What are the implications to the retail sector? That depends much on the strength or lack thereof of the British pound. Some analysts have said that the pound could ink drastically in the wake of a Brexit that becomes reality. That would have strong impact on prices at home, and also import prices. Imports would become quite a bit more expensive, for everything from foodstuffs to luxury goods and the buying power of the U.K. consumer and the firms that serve them would be hobbled.
Other macro concerns would include tariffs that would be levied against the country – but looming even larger is the impact to jobs, which of course means access to salaries which of course mean access to funds to buy things from retailers.
The “don’t leave” side of the Brexit argument argues that membership in the EU helps stabilize the U.K. job market at home because it gives firms – and retailers peddling their goods in brick-and-mortar shops and via the web – access to a market of more than 500 million consumers.
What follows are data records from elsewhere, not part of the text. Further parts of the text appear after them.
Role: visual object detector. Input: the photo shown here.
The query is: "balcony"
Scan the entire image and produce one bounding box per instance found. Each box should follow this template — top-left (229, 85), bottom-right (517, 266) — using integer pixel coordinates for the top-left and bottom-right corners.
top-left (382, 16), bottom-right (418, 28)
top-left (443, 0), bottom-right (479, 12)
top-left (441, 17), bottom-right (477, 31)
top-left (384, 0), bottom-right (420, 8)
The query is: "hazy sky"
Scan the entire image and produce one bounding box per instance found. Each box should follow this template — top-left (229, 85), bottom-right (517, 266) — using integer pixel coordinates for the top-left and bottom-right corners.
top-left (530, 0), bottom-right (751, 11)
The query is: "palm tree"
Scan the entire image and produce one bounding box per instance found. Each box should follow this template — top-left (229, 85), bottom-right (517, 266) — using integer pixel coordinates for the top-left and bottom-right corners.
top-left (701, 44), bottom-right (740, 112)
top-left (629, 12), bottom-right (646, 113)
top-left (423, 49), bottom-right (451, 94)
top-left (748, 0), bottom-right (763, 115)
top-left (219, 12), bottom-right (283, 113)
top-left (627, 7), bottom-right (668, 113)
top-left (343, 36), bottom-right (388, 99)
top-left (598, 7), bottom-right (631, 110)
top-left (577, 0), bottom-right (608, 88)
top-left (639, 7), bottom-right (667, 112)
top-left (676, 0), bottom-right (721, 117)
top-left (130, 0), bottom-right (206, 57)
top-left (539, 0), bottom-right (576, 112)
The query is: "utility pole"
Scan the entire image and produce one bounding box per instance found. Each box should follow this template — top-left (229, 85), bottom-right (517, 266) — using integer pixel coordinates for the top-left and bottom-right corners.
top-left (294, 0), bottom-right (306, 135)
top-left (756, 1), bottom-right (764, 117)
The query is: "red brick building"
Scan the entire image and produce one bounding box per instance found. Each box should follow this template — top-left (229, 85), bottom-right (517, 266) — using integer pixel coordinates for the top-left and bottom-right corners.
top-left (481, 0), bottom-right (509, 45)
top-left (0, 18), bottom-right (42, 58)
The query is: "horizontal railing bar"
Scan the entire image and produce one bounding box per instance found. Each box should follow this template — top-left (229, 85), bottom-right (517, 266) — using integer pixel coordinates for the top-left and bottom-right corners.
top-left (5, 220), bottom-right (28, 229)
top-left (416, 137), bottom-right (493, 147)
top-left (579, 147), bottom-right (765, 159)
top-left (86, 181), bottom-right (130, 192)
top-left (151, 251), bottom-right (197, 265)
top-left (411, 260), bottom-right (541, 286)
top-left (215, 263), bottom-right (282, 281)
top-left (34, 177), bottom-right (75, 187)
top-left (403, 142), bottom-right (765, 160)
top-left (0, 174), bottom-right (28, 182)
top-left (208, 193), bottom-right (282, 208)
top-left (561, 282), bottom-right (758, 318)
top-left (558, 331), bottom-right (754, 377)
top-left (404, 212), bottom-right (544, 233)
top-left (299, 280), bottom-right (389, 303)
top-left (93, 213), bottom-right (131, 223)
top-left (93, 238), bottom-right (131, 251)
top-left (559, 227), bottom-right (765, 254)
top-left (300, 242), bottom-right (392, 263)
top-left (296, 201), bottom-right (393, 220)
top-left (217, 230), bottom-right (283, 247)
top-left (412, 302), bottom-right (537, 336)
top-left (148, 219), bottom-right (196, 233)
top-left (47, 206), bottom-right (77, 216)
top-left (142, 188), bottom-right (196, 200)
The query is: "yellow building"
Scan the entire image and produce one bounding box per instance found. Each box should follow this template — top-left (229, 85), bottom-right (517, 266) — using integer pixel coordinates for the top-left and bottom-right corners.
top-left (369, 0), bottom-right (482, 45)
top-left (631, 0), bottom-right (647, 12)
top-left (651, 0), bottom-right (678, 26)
Setting up a wall of regulations and tariffs and even visa laws means that the flow of those transactions would be truncated, and so would the flow of workers that typically have given Britain leeway in satisfying its staffing needs. And staffing needs to go hand-in-hand with expansion plans, working both on each other in a virtuous circle. Having access to a cost-effective pool of skilled and unskilled labor means you can expand your reach; expanding your reach means you need access to a cost-effective pool of skilled and unskilled labor. Both would conceivably, for retailers, be short circuited in a Brexit. If labor is less economical, and costs more, then profits suffer.
In short, it’s a sticky wicket for British retailers, and the firms that sell into Britain too, with global impact. The votes cast today, thumbs up or down, will just cement that notion that no isle is an island, entire of itself.